Sure, I may as well go and have my first one. And it was you know, it literally changed my view on everything. I walked out that door an inch taller.
Yeah. I don't know if I said this at the at the Scuba…
…I'm just I think I know the shop you mean. Yes. But also. Oh, no, no, there's several of them dotted across. And I can't remember which one we went to. But I was going to The Proms at the Royal Albert Hall. And honestly, if I'd walked in the door and they had said on the stage, we're short somebody to play piano. Can somebody come up? I'd have been like, I'm there. I was ready to take on the world.
Whatever you threw at me, I was going to be able to cope with it because I had this absolute psychological change.
Yeah. For me, like at the time, I was training reasonably well because of playing for Ireland because I played rugby for Ireland. And I would have been at that kind of stage still where I was still training quite hard.
I wasn't playing at the time. But I didn't have physical and issues in terms of either thinking my breast weight was I never knew anything about breast weight, so I didn't know it could have affected my performance at all. And I didn't have physical kind of neck pain or back pain, which I now know people have as a result of unsupported breast weight.
Physically, it wasn't as much of an impact for me because I wasn't in a space. I was aware of it. But psychologically, you absolutely huge. Then I kind of went, this is mad if this is having this effect on me.
Yeah.
What can I do to bring this to my patients? And then after several years, I then set up my own physiotherapy service offering to patients the option for me to help them to be able to internally support their breast weight through their posture or alignment and externally through optimal bra fitting.
And I realised this is a longer answer to the question that you expected. But I ended up I'm from Cork. Remember the Blarney Stone? We just talk.
Oh, you're brilliant.
Sorry. But I realised very quickly that the vast majority of women are in the wrong bra, which is why the heading on my flyer and my banner behind, which might be back to front now, but the heading is, Are you wearing someone else's bra? Because the chances are that people are because they are generally not in the right fit.
And so far in all the work that I've done with the people that I've seen and the physios are therapists that I've trained who have also seen people we have yet to see anybody wearing the right bra. So everybody is. 100%.

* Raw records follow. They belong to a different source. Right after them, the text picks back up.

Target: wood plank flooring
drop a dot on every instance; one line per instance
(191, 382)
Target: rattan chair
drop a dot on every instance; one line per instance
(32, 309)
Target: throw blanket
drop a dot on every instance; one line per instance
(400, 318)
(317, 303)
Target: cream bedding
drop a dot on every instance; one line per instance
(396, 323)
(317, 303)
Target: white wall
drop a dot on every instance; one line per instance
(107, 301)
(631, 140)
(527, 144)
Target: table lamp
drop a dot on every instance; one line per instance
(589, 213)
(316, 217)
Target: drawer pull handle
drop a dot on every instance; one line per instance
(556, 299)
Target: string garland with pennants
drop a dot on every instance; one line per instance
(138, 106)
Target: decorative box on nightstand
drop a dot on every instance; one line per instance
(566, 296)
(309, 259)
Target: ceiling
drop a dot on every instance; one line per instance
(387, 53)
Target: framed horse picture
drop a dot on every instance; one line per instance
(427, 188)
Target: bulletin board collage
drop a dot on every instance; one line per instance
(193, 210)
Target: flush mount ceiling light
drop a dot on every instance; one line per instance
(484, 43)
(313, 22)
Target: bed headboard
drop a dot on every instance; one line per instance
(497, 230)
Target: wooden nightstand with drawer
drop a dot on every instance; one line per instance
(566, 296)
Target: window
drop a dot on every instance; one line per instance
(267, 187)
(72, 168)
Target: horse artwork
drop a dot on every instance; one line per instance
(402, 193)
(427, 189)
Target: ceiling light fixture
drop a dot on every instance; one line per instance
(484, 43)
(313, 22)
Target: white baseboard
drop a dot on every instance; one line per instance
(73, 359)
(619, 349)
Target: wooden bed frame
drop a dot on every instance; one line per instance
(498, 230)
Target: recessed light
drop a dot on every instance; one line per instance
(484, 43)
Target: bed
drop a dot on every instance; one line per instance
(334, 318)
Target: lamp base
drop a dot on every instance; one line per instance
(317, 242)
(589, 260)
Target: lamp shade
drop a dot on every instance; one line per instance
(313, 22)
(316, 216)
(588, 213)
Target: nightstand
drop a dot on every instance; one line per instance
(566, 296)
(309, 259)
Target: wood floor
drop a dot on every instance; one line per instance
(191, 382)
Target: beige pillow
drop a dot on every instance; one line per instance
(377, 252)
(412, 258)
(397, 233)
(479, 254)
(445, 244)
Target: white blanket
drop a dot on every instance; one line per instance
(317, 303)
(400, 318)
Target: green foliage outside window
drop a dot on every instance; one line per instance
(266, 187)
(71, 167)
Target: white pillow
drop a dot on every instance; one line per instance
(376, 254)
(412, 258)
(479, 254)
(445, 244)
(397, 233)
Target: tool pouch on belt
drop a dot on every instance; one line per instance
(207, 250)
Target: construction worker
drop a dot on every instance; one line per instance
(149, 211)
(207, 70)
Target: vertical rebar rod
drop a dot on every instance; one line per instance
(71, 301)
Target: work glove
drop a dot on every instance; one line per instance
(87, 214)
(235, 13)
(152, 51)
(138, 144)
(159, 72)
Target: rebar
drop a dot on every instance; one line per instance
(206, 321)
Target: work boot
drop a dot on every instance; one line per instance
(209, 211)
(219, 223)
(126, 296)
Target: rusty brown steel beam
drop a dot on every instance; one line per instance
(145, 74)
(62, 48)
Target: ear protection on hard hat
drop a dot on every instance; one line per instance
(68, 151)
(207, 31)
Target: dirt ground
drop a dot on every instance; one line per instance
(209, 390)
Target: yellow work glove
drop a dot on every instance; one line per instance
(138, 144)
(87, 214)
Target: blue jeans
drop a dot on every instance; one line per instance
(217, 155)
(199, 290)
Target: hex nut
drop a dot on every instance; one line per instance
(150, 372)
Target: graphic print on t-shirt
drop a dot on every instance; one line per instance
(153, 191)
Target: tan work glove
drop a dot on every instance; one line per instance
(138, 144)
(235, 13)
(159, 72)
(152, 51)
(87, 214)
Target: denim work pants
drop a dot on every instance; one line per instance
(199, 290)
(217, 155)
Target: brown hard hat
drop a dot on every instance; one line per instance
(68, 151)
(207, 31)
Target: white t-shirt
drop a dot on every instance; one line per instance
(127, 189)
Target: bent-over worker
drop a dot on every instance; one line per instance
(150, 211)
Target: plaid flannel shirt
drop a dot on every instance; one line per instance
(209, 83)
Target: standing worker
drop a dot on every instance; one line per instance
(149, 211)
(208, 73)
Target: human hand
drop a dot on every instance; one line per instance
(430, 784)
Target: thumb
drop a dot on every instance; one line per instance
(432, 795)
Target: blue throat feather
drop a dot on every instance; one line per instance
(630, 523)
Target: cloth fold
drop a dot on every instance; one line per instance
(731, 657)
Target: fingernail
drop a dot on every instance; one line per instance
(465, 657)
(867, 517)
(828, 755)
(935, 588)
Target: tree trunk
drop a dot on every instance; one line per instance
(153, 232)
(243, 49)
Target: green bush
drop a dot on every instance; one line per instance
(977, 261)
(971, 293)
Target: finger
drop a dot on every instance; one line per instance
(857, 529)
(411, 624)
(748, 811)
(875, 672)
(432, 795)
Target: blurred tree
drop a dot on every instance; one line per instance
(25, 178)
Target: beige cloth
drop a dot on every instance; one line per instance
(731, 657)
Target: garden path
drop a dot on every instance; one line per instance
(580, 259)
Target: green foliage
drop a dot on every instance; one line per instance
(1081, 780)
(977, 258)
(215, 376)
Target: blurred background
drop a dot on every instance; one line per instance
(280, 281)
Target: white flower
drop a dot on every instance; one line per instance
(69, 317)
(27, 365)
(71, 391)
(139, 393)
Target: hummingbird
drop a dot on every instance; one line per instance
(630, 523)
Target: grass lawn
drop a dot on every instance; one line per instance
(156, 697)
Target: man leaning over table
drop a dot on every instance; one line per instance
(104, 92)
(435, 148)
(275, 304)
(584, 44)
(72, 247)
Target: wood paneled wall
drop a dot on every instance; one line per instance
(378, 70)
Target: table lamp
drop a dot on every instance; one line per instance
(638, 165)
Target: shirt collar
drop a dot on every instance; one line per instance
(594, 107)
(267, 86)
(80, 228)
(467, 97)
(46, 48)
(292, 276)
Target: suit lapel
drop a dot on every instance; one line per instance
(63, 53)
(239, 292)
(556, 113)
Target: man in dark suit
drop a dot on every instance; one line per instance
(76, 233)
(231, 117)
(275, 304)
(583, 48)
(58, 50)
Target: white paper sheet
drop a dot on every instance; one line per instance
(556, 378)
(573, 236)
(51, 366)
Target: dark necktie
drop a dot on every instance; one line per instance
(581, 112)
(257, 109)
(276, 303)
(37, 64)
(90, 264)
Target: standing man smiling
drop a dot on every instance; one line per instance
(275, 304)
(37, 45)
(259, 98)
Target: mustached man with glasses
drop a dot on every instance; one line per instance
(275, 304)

Now, the research will tell you 70 to 80%. Bra fitters in shops that sell bras will tell you it's 90 to 95%. And we'll tell you it's 100% because those that we've seen now, obviously, if somebody goes into a shop to buy a bra, they're going in with a vested interest, presumably, but they may be more aware of the need. Yeah.
Early with us, people may be more aware of the need. But equally, what I want people to understand is that you don't have to have a need. To be more optimally supported, because it has the benefits, it has physical benefits and it has benefits that people don't know.
Yeah. Benefit from. And it's kind of like one of those things until you experience it.
Yeah. Don't underestimate the difference it can make.
With my yoga therapy element of my work, it involves a lot of neuroscience and you're talking about working with the pons part of the brain, like through the physiology of you said that it's taller, like you're sending signals of safety to the brain, which then cascade down to the whole system.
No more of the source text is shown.